FSM accepting the language of ternary strings divisible by five.

Programs take data as input and produce an output. But, data is just data. The data that is found inside a picture is indistinguishable from the data found inside a text. It is the program's responsibility to interpret the data. Text is just the human readable output of a program that takes a binary file as input. When a text file, containing the text “Hello, world.”, is opened with a text editor, the program will read a string of binary data that looks like this:

01001000 01100101 01101100 01101100 01101111 00101100 00100000 01110111 01101111 01110010 01101100 01100100 00101110 00001010

Each grouping of eight bits represents a single character; ten letters, a coma, a space, a period and a character signaling the end of file. A text editor can read this data and displays it as a set of alphanumeric characters ( Hello, world. ).

Likewise, binary data from a photo can be input into a text editor and it will be displayed as an alphanumeric representation, as if it were a book. Below is an example of a small image that has been opened as text.
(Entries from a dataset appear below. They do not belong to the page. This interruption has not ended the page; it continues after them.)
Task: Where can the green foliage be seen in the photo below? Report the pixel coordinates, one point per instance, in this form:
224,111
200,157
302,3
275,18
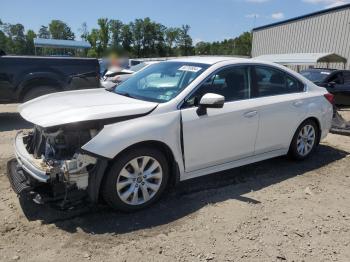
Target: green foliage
60,30
139,38
241,45
44,32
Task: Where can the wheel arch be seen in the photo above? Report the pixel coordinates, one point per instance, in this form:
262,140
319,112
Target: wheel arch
173,165
165,149
317,122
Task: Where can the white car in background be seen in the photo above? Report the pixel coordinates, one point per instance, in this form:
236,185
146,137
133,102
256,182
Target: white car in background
114,76
172,121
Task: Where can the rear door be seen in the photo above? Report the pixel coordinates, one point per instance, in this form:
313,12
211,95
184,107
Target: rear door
281,107
339,85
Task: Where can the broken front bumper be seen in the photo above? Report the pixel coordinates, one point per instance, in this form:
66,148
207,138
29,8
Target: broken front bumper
27,162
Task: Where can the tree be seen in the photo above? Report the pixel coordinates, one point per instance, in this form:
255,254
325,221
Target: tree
137,36
185,41
116,27
244,44
103,33
44,32
171,36
93,39
30,49
84,32
16,43
60,30
127,37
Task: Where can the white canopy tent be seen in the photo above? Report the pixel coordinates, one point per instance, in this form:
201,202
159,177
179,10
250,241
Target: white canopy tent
298,59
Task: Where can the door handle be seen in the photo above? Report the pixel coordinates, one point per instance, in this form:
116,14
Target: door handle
297,103
250,114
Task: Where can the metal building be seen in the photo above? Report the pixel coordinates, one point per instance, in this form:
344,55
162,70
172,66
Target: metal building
326,31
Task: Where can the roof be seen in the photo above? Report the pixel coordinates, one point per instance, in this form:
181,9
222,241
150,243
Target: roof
58,43
302,58
303,17
210,60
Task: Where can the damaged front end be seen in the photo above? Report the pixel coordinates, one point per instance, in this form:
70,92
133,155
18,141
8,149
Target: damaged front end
52,166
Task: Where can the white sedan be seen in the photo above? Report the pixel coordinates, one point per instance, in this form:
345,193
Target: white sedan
172,121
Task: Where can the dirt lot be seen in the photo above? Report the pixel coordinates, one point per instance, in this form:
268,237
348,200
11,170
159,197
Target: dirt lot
277,210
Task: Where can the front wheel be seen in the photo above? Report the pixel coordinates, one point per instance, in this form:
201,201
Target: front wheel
136,179
304,141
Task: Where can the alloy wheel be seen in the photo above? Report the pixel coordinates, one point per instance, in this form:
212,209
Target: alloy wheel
139,180
306,140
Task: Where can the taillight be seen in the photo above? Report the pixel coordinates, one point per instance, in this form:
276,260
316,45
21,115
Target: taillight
330,98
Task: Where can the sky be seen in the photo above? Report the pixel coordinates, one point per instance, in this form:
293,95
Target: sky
210,20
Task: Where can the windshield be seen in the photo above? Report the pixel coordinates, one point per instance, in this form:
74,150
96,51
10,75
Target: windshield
161,82
315,76
137,67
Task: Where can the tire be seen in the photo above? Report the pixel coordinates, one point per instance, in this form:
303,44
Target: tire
38,91
305,140
126,191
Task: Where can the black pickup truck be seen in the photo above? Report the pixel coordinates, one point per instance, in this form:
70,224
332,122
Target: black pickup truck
25,77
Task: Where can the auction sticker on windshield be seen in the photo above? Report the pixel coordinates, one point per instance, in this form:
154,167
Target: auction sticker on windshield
194,69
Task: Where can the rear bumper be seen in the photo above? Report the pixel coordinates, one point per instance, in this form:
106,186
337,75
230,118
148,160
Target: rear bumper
27,161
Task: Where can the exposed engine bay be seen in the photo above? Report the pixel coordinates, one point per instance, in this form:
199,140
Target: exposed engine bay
58,151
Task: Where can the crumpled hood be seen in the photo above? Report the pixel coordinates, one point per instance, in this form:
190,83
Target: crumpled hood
83,105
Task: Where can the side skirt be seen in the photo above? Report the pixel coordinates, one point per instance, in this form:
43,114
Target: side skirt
233,164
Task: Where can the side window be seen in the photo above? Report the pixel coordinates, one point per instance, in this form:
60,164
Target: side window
346,78
270,82
337,78
293,85
232,83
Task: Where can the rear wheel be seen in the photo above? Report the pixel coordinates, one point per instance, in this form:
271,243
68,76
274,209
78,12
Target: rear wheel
38,91
136,179
304,141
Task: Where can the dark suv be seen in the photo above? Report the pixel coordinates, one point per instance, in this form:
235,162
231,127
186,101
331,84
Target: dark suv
337,82
23,78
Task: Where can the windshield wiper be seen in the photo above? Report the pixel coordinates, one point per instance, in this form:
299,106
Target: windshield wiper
125,94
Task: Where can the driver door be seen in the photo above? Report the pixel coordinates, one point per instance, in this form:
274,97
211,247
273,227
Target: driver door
222,135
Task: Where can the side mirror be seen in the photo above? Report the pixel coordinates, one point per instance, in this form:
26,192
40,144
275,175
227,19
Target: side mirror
210,100
331,84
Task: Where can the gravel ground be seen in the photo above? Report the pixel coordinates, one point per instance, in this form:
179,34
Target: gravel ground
276,210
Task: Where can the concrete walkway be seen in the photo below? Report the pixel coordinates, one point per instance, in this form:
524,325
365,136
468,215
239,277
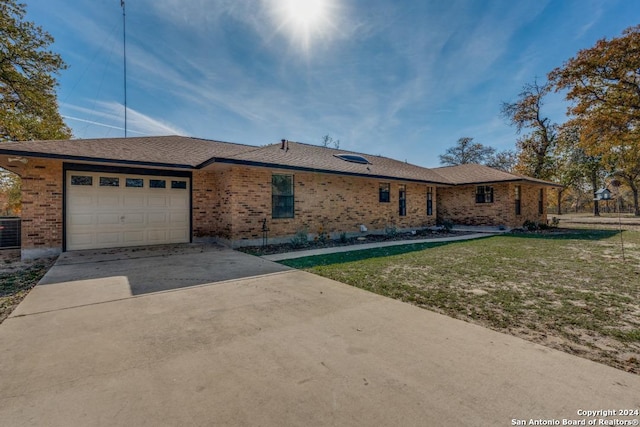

Many images are much larger, composed of a quarter of a million characters or more.

Simple Image Encoding

01000010 01001101 10001010 00000000 00000000 00000000 00000000 00000000 00000000 00000000 00110110 00000000 00000000 00000000 00101000 00000000 00000000 00000000 00000010 00000000 00000000 00000000 00000010 00000000 00000000 00000000 00000001 00000000 00011000 00000000 00000000 00000000 00000000 00000000 00010000 00000000 00000000 00000000 00010011 00001011 00000000 00000000 00010011 00001011 00000000 00000000 00000000 00000000 00000000 00000000 00000000 00000000 00000000 00000000 00000000 00000000 00000000 11111111 11111111 11111111 00000000 00000000 11111111 11111111 11111111 00000000 00000000 00000000 00000000 00000000

The image on the left is a four pixel bitmap. On the rigth is its binary contents. If this file is opened in a text-editor, the output will look like this.

BMŠ 6 ( ਠ ਠ ਠ ਜ ਠ ਜਠ ਜਠ ÿÿÿ ÿÿÿ

Notice the header field “BM”. This tag tells an image-viewer program that this file is a BitMap image. If the image-viewer reads a file which does not contain such a header field then it barfs up some error message. However, if the file contains the correct header information then the image-viewer reads the rest of the data as if it is a picture.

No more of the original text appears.